Here are some of the highlights of the review:

  • There is a need for smaller fire apparatus that can get into areas not accessible by 6-by-6 military surplus engines.
  • A Polaris side-by-side UTV  holding 75 gallons was very useful for mop up, especially in wet areas. They hope to obtain at least one more.
  • On days with a Red Flag Warning, they will now immediately dispatch at least three brush engines.
  • In order to help manage the span of control, the Hutchinson Fire Department will organize resources into Task Forces comprised of three brush engines, one water tender, and a Task Force Leader.
  • The firefighters in Reno County for the last two years have increasingly used backfire and burnout tactics, and more engines are carrying drip torches.
  • The Hutchinson Fire Department became the first fully-paid department in Kansas to have all of their firefighters red carded. This will enable them to send resources out of the state, for example, to Colorado or California.
  • The Kansas State Incident Management Team provided assistance for a day, but they “seemed overwhelmed by a moving event,” were “inexperienced…in essential positions”, and lacked accountability. At the end of the day the Team left. The state has since reorganized the program, placing teams under the Kansas Department of Emergency Management enabling them to respond nationwide instead of just in Kansas.
  • Toward the end of the fire siege a Type 2 Incident Management Team was called in. The difference between that team and the previous State Team was “night and day”. Local officials learned a lot from the Type 2 Team, especially how to re-populate areas following an evacuation and in dealing with victims following an incident.
  • There are opportunities for better and more timely communication and coordination with the public and the media.
  • The report suggests better guidelines for managing length of first responders’ shifts on wildfires and their rehabilitation in order to reduce exhaustion.

Author: Bill Gabbert

After working full time in wildland fire for 33 years, he continues to learn, and strives to be a Student of Fire. Google+

8 thoughts on “After action report completed for last year’s wildfires near Hutchinson, Kansas”

  1. Conditions in the state are worse this year than the last 2 years. We had a lot of rain in April and May last year so we have thick and tall native warm season grasses. We are super dry. Haskell County hasn’t seen measurable rainfall in 150 days.

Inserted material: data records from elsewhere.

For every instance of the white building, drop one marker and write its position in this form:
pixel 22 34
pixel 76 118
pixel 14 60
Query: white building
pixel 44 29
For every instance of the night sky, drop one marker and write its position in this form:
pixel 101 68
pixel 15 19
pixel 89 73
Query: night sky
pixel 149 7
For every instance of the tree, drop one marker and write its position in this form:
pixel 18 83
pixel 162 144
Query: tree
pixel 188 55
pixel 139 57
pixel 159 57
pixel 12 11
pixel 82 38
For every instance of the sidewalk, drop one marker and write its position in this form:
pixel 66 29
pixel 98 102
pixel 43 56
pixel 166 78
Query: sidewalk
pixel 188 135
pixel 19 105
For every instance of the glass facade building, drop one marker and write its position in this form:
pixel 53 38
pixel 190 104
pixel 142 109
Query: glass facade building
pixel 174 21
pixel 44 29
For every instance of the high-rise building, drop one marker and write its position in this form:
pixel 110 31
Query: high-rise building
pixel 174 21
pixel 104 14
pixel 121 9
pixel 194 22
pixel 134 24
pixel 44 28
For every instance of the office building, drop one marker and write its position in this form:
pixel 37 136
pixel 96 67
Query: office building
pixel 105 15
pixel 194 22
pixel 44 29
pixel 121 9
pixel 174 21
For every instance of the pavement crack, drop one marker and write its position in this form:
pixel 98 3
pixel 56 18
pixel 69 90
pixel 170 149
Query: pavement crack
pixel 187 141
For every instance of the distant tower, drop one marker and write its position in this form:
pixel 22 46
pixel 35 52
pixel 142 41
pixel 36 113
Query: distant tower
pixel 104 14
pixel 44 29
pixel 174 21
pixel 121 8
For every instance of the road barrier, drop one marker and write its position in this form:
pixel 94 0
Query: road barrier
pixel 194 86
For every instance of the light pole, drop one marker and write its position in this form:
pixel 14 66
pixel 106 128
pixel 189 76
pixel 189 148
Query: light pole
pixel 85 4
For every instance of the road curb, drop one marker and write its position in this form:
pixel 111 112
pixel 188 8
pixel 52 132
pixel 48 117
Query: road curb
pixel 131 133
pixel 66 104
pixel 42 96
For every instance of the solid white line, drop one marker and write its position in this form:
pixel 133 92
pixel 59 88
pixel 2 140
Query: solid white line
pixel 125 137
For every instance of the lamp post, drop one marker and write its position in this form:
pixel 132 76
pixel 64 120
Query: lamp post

Elkhart hasn’t been this dry since 1936. Winds come in March and it’s scary thinking about what is lying in wait out there.

    1. According to Matt it seems pretty likely that Kansas will be getting a repeat of last spring. Sadly, the people of Kansas will reap what they’ve sown. They have voted in Brownback and and his ilk to cut taxes to the bone, resulting in underfunded schools and forest service, and an inept State IMT.

      According to http://www.kansas.com/news/politics-government/article164572267.html the people of Kansas have voted in a Govenor and a Legislator that have budgeted 1/15th the amount budgeted by Oklahoma for wildfire suppression. But the good news is that the Legislature is going to do an audit. Take heart Kansas farmers and ranchers, the Legislature’s lawyers and accountants are on the job!

  2. I don’t know that you can blame the ineptitude of the IMT on budget. We simply haven’t had fires like this before. They are used to showing up to a static situation like post tornado. They hadn’t been utilized and were unprepared for a dynamic situation like a wildfire. Previously even on large wildfires we would battle it for a day, then when the sun goes down the fire essentially puts itself out. Before a large IMT could even arrive the situation would be handled. We also didn’t have the proliferation of cedars (aka the green glacier) that currently exists out there. Anderson Creek opened the eyes, then we got last year. 2016 was the first year we ever called for out of area resources after we simply overwhelmed local resources. They sent a task force from Riley county to assist and when they arrived it was all over pretty much.